Teachenglishcaribbean is pleased to interview Jamaican Sophia Lawrence Sakaguchi, who is currently living in Japan with her family. We talk about her experiences and navigating the terrain of culture shock in Japan.
1. Where were you born and which community did you grow up?
I was born in Montego Bay, Jamaica but grew up in Glendevon.
2. Which college did you attend and what did you study?
I attended Northern Caribbean University and University College of the Caribbean where I studied Hospitality Management and Business Administration respectively.
I am living in Japan now but how I got there is another story. I was introduced to a Japanese guy by a respectable lady while I was in Jamaica. I wasn’t serious about him because I was seeing someone else at the time but he never left me alone. After that relationship failed, I decided to give him a try and amazingly it worked out! In time, we got married but I didn’t want to migrate yet so I delayed it for a year. The reason for delaying was that I didn’t know what to expect in Japan and my husband didn’t tell me anything about the way of life there. Eventually, I migrated and I found that it wasn’t so bad even though there was a lot of culture shock.
I am currently a stay at home Mom. Sometimes I teach small children at home but because of my busy schedule it is hard to keep a full time job. I think I am ready for a full time job now though…
5. Are the Japanese culture and Jamaican culture similar?
No, they are not similar at all! First of all, the living conditions are very different. Japanese people sleep on Futons; the toilet is different; there is no wearing of shoes in the house; and you have to use hot tubs every night. The Japanese are very honest, polite and purpose driven…I love the Winter when the weather is really cold! Also, Christianity is not the main religion there… it is Buddhism, so there are not many churches and you mostly see shrines and temples.
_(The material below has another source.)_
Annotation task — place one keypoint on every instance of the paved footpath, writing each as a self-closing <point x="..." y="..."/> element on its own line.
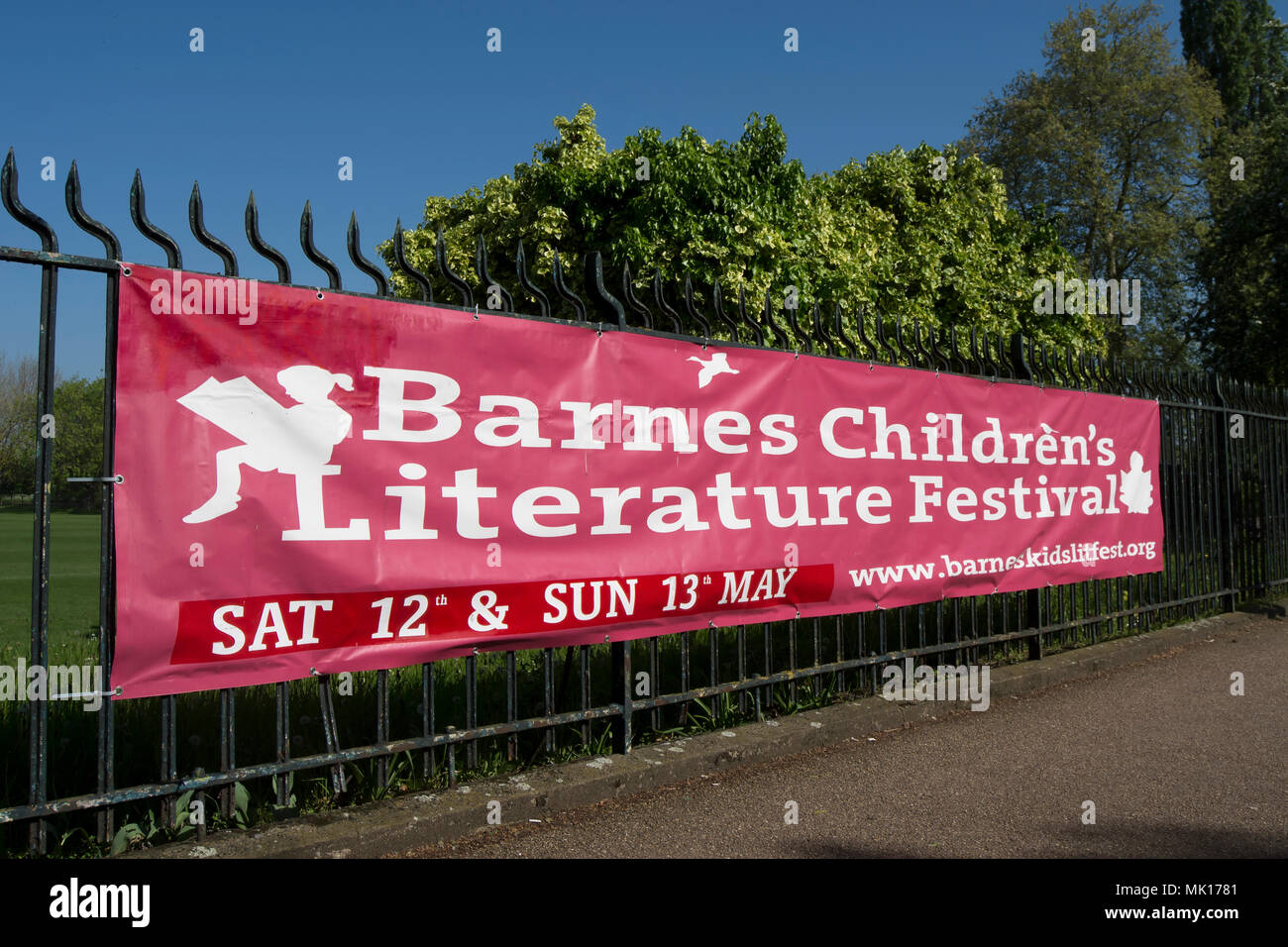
<point x="1175" y="764"/>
Well, people stare at me alot, and some don’t want to approach me. Many will give me a blank stare, avoid eye contact and some even laugh at me! A few persons will say hi and try to hold a conversation with me …. My in-laws treat me really well. At first, I was supsicious but then I realize that they are truly nice people. Later on I realized that Japanese are really shy people so not many will readily approach you easily.
7. Are there lots of Jamaicans living in Japan? What do they do there?
There are not a lot of Jamaicans living here. Some teach English in schools and some are married and living in Japan. I have invited some Jamaicans to teach English and quite a few have taken my offer.
8. Where do you see yourself in the next 5 years?
I intend to find a good full time job preferably teaching English. I also want to ensure that my son gets the proper care that he needs.